Leaving though the Sphinx aside and keeping it still out of my systems, I am nothing if not truly stubborn and so I just read the docs as they were, as annoying as reading "source" of plain text turns out to be, on the off chance that the code itself is perhaps the promised small and simple. It turns out that the small comes in at about 4.5k lines of code (the docs claim 3k but by wc -l disagrees) and the simple includes a lot of support for all sorts that I never intend to have anywhere near my development environment ever again - windows and junit and xml formats included. Moreover, there are all the possible software patterns one might want in there - whether the problem solved truly requires or justifies the additional complexity of implementing those patterns is never a question or never answered apparently with "no". At which point I realise that I'm probably even lacking enough common ground with the code's author to be able to meaningfully discuss why using this framework would be no asset but a liability to me: their focus is on compatibility with all sorts of tools, environments and anything else, while my focus is on having the smallest and most effective way of structuring and running some automated tests.
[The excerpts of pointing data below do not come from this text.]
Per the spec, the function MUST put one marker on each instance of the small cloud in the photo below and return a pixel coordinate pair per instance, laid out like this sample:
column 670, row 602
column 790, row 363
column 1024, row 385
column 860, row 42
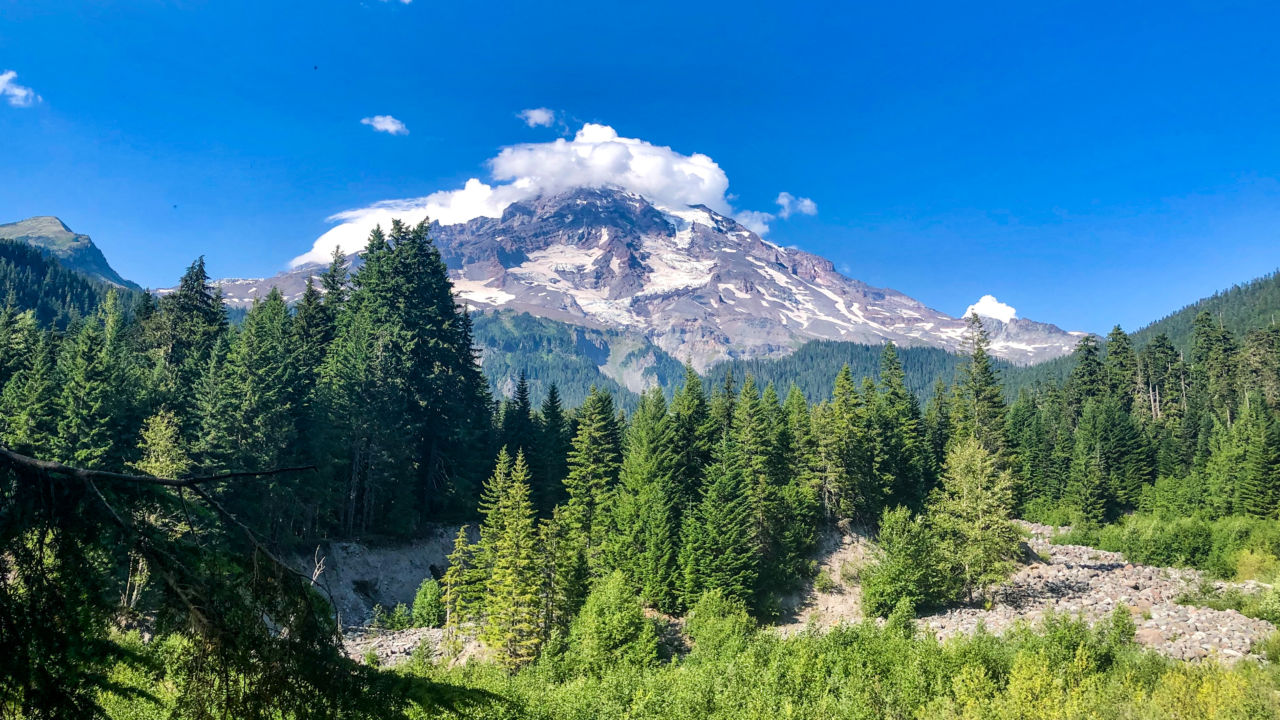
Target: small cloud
column 790, row 204
column 991, row 308
column 538, row 117
column 755, row 220
column 385, row 123
column 17, row 95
Basically it strikes me that the whole of "small and simple" is literally a matter of having advanced less (for lack of resources, not for lack of want) on the *same road* as those proprietary frameworks and not in the slightest a matter of traveling on a different road entirely. After all, what different road can there even *be*, right?
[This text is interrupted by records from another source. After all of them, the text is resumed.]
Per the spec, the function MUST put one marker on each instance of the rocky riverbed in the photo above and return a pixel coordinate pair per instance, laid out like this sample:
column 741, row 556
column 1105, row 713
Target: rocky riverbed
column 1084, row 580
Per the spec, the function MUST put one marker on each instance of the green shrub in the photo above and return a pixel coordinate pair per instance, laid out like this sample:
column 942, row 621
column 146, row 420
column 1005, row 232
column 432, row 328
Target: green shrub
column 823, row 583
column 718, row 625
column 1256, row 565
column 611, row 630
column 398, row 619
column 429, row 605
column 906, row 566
Just in case that the above is just my adverse reaction to a heavy dose of software patterns in the morning, I read through Ahven's own tests as well, as a reasonable example of a relatively significant set of tests. I ran them too and I got precisely the sort of output that my 115 lines of code (that's my own "framework" - a single Ada package) spit out just the same. The only part I could add (but I didn't yet need) is a timing of each test - as it's really not something I need for *every* test, I left it for now up to individual tests to time the code they run, where relevant.

Overall, I suppose it may very well be that my code base is just not yet big enough to justify anything more complex than my tiny "testing framework" that somehow manages to report test results uniformely and even grouped neatly where desired. This may change indeed and so my 115 lines of code supporting test writing and running may very well grow gradually too, as required. For what it's worth, I don't even necessarily rule out the introduction of some patterns in there at some point if and when there is some benefit to it other than ticking some boxes that it follows best practices or it's "as it should be" or whatever else of this sort. The trouble is that those 115 lines of code support already 8k lines of tests and if it is to grow to 4.5k, I expect it to do way, way more than just add timings for every test too! As the whole code base stands currently, I rather suspect that I'll trim down the non-testing code some more before even considering any expansion of the test-support into thousands and thousands of lines of code. Then again, I keep not having those same problems that everybody has - somehow!
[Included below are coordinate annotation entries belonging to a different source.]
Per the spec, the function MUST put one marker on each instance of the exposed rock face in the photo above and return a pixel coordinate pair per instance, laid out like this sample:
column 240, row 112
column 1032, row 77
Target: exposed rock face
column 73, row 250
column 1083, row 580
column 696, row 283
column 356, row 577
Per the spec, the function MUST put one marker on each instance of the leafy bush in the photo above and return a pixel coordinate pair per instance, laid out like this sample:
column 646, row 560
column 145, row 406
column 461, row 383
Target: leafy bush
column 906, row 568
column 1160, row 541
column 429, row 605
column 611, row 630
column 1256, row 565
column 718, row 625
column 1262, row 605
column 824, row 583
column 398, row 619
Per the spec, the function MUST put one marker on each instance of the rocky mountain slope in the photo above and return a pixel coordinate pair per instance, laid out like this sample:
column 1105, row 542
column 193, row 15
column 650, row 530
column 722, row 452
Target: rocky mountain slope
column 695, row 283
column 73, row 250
  1. For the curious, there are currently about 4k loc of tests on each side (client and server), so about 8k total. And no, they are not mostly duplicates of one another because even the "common protocol part" is truly common only at the very basic level of packing/unpacking of messages really - as soon as one moves even a tiny bit higher up, the requirements of server vs client are so different as to pull the design and implementation of the solution into significantly different directions. 

  2. I'm ever the optimist and no cure has worked so far, despite plenty attempts.